At the same time, a reduction of the recurrent spending from the state budget by at least 10 per cent could be done to devote resources and overcome the consequences caused by the pandemic.

According to experts, many shortcomings in operating economic policies have been revealed, so efforts to improve administrative procedures and the business environment should continue to be maintained.

The diversification of import-export markets also needs more attention to avoid heavy dependence on several major economic partners. Despite delays, Vietnam could step-by-step build up fiscal buffers to prevent further economic shocks in the coming years.

On the bright side, Vietnam’s industrial production seems to expand in the first months of the new year. According to the General Statistics Office, although the industrial production index in January decreased by 3.2 per cent compared to the previous month, it increased by 22.2 per cent over the same period last year.

Meanwhile, the purchasing managers’ index in January decreased slightly to 51.3 from 51.7 points in December but remained above the 50 points level.

Optimistic but cautious, VNDIRECT’s Hinh expected that the manufacturing sector will be less affected by this COVID-19 surge as the global economy could recover stronger in the coming months, thanks to vaccines and more incoming orders for products made in Vietnam.

More time will be needed to observe and quantify the potential impact on the economic outlook, but Vietnam’s macroeconomic foundation may continue to be strengthened backed by current account and trade surpluses, rising foreign exchange reserves, and decreasing inflationary pressure. 

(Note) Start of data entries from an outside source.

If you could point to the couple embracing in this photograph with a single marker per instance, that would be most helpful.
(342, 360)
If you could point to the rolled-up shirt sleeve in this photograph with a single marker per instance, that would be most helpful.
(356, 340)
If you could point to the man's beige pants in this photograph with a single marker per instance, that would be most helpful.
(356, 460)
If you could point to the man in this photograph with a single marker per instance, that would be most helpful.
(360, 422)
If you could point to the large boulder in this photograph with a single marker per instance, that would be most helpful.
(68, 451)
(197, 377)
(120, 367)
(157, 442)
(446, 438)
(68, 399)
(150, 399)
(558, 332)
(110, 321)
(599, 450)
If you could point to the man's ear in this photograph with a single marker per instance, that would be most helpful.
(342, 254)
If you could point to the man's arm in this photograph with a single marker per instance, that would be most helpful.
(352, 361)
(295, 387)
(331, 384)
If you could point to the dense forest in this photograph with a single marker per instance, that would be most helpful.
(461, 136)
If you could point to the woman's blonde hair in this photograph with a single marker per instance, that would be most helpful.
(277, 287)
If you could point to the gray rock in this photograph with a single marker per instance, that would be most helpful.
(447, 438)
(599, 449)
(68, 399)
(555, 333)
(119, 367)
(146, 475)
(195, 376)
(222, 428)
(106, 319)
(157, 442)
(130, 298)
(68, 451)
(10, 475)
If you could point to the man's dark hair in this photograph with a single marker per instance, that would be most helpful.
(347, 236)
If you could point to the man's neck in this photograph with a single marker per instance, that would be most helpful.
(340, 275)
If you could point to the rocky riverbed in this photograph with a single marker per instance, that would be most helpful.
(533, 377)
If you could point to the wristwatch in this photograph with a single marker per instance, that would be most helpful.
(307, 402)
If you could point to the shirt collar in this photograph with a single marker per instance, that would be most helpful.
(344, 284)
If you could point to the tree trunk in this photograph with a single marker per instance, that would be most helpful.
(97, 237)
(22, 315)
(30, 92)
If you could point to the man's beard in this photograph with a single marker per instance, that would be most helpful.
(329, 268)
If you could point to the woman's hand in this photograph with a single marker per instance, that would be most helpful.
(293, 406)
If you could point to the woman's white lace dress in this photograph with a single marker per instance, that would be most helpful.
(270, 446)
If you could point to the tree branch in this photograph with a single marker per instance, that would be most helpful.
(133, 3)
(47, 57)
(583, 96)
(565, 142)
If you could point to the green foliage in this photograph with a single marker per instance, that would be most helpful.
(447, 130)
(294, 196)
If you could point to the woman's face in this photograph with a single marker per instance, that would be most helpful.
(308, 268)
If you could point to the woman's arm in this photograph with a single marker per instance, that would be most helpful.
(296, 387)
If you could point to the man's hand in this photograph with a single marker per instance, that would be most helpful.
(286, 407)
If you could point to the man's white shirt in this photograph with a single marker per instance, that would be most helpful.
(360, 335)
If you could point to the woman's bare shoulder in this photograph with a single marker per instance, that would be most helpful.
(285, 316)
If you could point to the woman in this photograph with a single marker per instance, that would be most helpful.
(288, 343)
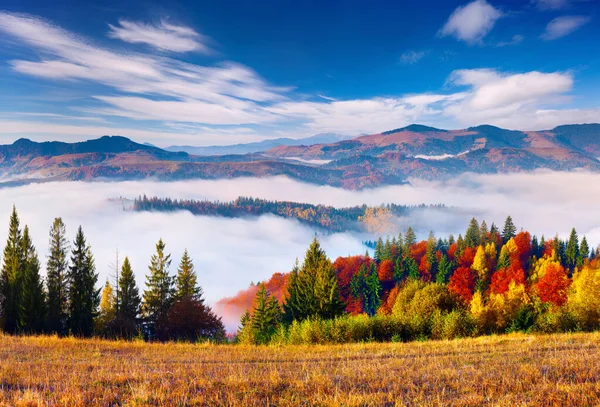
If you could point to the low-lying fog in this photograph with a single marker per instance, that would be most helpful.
(230, 253)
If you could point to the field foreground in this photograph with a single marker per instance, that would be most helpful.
(504, 370)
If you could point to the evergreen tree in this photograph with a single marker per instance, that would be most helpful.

At last week’s government meeting on deploying key tasks and activities against COVID-19 after Lunar New Year, Prime Minister Nguyen Xuan Phuc encouraged the public to use the Bluezone app and implement the 5K principles, as well as ensure safety and prevent disease transmission in schools, markets and supermarkets, hospitals, and business establishments, especially those with large numbers of people.

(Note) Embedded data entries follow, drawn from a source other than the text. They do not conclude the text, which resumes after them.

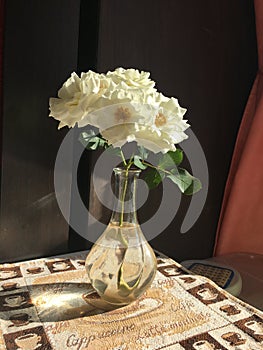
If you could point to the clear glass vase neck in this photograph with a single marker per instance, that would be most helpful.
(124, 208)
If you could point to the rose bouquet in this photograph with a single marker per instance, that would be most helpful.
(125, 107)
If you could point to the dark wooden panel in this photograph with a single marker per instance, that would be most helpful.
(204, 52)
(41, 50)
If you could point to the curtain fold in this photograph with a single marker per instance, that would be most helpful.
(240, 227)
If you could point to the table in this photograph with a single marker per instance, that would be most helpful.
(49, 304)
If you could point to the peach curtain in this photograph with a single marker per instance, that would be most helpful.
(240, 227)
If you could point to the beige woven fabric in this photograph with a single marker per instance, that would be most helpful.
(50, 304)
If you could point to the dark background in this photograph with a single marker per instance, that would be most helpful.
(203, 52)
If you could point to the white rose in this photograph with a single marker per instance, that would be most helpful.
(131, 78)
(166, 120)
(78, 97)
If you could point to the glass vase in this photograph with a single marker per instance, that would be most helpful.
(121, 265)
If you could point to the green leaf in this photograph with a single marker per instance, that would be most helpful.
(195, 186)
(143, 152)
(181, 178)
(153, 178)
(170, 159)
(115, 151)
(187, 183)
(138, 162)
(92, 141)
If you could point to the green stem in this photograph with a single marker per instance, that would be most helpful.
(124, 193)
(123, 158)
(156, 167)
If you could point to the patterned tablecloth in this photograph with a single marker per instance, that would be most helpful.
(49, 304)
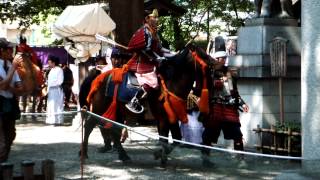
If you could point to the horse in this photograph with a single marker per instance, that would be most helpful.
(177, 77)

“We need to be fully determined, more and stronger than ever before. We must be determined to organise the effective implementation of the resolution of the 13th National Party Congress in each and every locality,” the prime minister said, emphasising the success in the past five years, especially in 2020, when the power and will of the Party were convincingly demonstrated.

He stated that focus must lie on directing and handling the five major balances in national development in the next five years.

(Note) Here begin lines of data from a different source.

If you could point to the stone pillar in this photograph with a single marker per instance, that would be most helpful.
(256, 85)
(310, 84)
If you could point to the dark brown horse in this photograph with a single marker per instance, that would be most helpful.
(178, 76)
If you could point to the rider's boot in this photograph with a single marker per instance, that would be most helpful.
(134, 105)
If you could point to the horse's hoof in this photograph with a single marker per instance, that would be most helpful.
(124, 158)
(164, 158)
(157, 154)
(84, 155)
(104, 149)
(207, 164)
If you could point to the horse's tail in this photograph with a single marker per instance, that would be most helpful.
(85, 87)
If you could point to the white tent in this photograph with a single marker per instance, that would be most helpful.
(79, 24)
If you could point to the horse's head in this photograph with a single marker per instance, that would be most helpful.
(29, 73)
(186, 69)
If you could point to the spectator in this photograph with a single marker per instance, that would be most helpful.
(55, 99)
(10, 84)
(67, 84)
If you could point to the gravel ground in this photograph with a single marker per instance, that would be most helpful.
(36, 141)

Firstly, there must be a balance between opening up, innovating, and promoting socioeconomic development while strengthening and enhancing the leadership of the Party and a stable development between market laws and socialist orientation, as well as between state, market, and society, between economic growth and human development, between social progress and environmental protection, and between independence and integration.

Secondly, it is necessary is to balance rapid economic development with socially equitable progress, including preserving the environment and protecting the national cultural identity. “For example, like with our pandemic prevention efforts, development must be associated with the lives of the people and balanced and harmonious, letting no person and no locality fall behind, and possibly lose development opportunities,” the PM emphasised.

Thirdly, there must be a balance between internal and external forces, between domestic and foreign economies, between internal and foreign trade, between building an independent and autonomous economy with openness and international economic integration.

Fourthly, short-term priorities must be weighed against long-term goals. “We must not be subjective and avoid pursuing unsustainable short-term goals,” PM Phuc noted, suggesting that ministries and agencies maintain and firmly believe in the ideals and principles of building a socialist-oriented market economy.

Fifthly, national financial resources, public debt, and many other macroeconomic figures must be kept in balance. “Today, we have a good system of macro indicators, but we must ensure it is getting stronger and let next year be even better than last year,” said the prime minister.